Officials in Japan says they will hand out radiation readers to more than 30,000 children in the wake of the meltdown in three of the six reactors at the Fukushima nuclear power plant.
Responding to concerns from parents, Fukushima city officials say they will distribute radiation readers to every child aged between four and 15.
The children will be asked to wear the devices around the clock for three months in a bid to gauge their exposure to radiation from the crippled nuclear plant that sits 60 kilometres away.
Radioactive strontium was found in Fukushima city last week. The substance can cause bone cancer and leukaemia.
Meanwhile, Japan’s cabinet approved a draft law to help the plant’s operator, Tokyo Electric Power Company (TEPCO), pay billions of dollars in compensation to its radiation refugees.
The approval is a step forward in a slow process that has frustrated the victims of radiation leaks at the nuclear plant, and drove up shares in the company by 25 per cent on Tuesday.

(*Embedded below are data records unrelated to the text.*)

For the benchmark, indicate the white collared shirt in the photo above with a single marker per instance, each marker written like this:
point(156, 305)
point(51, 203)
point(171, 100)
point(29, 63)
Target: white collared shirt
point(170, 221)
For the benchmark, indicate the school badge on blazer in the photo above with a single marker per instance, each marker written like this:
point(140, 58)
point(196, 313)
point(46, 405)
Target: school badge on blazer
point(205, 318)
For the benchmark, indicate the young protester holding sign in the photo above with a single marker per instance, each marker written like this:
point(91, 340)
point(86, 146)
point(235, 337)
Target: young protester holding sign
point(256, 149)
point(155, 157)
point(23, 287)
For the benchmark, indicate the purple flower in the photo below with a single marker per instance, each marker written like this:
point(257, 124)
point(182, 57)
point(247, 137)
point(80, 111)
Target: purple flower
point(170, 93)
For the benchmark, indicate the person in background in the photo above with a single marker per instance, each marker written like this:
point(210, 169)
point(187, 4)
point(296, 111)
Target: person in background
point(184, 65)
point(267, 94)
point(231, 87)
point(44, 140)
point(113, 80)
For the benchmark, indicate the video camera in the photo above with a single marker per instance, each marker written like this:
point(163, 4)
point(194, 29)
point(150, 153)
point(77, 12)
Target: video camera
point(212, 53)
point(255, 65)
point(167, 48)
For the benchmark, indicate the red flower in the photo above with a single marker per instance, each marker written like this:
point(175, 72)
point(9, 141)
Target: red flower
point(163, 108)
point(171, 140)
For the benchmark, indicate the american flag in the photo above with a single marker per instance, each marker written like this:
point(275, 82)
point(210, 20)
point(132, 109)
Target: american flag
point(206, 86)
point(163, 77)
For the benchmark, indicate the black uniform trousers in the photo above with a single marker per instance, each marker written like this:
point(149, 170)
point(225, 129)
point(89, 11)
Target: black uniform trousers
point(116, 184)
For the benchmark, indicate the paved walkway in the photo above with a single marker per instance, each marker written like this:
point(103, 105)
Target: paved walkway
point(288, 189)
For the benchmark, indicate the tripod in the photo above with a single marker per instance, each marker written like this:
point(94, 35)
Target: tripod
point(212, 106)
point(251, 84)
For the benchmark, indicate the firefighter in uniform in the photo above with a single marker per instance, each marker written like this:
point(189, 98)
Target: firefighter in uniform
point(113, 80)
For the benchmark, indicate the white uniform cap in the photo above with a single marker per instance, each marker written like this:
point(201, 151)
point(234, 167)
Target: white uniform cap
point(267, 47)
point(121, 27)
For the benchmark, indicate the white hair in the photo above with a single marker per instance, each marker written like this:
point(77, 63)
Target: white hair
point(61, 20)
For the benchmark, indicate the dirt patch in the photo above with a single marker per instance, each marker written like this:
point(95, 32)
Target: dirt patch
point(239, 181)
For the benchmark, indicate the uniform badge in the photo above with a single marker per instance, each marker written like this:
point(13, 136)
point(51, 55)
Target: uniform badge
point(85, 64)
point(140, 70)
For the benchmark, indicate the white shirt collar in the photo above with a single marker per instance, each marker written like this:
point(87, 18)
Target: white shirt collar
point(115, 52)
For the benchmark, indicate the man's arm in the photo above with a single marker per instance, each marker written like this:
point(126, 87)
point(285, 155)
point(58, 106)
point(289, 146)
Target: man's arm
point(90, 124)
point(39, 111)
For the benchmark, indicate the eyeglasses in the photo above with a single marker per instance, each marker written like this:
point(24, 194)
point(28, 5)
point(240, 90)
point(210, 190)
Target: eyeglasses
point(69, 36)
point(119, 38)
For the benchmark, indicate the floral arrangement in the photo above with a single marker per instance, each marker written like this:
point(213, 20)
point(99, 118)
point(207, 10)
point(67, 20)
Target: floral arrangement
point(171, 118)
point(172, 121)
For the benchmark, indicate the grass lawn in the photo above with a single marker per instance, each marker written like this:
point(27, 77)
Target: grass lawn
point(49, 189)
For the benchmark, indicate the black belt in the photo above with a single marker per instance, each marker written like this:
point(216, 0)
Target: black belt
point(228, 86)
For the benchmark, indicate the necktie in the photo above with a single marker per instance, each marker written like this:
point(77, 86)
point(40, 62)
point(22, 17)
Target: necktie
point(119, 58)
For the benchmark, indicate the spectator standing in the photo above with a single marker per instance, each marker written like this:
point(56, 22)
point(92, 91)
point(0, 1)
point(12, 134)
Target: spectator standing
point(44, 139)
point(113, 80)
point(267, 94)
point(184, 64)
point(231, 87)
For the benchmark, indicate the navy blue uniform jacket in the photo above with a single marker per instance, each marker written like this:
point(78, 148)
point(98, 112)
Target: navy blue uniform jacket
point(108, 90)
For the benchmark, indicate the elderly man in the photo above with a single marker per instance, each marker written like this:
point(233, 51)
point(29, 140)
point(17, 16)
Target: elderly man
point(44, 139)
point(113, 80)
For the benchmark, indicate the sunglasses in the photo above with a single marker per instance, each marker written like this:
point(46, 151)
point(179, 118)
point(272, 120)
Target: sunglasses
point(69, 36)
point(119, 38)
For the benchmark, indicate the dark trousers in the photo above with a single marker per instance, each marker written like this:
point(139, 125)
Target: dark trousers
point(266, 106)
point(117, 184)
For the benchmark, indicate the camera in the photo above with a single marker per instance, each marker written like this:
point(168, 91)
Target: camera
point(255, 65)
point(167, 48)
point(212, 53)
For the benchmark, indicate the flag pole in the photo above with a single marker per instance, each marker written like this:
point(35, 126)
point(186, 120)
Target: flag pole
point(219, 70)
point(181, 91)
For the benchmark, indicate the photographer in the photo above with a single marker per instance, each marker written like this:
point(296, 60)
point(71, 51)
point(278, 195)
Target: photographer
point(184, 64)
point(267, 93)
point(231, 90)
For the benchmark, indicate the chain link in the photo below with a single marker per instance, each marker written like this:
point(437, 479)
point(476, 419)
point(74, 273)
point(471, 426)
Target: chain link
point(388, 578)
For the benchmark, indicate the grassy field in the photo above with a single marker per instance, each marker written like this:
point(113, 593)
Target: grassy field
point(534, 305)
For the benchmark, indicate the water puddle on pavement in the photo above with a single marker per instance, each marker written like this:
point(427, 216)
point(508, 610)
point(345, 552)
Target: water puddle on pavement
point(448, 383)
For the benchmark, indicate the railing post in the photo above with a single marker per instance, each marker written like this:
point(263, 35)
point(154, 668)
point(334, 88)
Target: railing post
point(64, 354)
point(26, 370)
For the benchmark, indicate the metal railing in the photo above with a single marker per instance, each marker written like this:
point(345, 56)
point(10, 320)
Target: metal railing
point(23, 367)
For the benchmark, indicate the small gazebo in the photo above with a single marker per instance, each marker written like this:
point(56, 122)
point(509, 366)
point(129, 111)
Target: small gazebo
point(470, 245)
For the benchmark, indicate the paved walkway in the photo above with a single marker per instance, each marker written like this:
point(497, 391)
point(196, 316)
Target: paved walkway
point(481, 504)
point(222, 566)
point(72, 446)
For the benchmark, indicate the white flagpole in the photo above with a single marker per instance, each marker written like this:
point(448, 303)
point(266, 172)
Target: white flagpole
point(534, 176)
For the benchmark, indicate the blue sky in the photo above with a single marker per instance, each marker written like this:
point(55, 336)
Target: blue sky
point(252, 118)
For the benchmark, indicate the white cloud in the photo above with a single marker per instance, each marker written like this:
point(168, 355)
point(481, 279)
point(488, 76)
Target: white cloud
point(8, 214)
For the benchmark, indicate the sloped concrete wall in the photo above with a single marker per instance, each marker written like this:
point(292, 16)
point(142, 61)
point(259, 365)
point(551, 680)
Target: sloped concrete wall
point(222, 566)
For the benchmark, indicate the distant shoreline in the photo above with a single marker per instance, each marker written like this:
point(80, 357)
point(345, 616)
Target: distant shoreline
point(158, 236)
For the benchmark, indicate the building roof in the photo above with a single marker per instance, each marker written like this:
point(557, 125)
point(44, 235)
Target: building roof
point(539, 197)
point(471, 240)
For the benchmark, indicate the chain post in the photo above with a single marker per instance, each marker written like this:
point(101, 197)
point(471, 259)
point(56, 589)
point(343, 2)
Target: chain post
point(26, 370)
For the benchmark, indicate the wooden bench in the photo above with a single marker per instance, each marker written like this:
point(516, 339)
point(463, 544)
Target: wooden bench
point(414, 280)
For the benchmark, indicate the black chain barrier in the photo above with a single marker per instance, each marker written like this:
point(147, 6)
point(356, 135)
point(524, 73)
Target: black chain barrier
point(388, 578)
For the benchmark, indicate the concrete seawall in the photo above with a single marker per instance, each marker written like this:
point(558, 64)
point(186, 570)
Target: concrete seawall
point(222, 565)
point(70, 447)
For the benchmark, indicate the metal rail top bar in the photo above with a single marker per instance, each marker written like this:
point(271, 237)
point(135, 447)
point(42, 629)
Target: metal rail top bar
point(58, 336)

However, opponents of the bill from both sides of a divided parliament may now trip up the proposed law or demand amendments in return for support, leaving TEPCO’s fate uncertain.
Holders and analysts of the company’s $110 billion debt remain wary.
“It has not been made into a law yet. So it’s too early to take a sigh of relief,” said Akihito Murata, credit analyst at Deutsche Securities.
TEPCO’s shares, which have fallen 88 per cent since the March 11 quake, have been volatile as investors jumped in and out of the stock.
On June 7, the shares dropped 28 per cent before rebounding.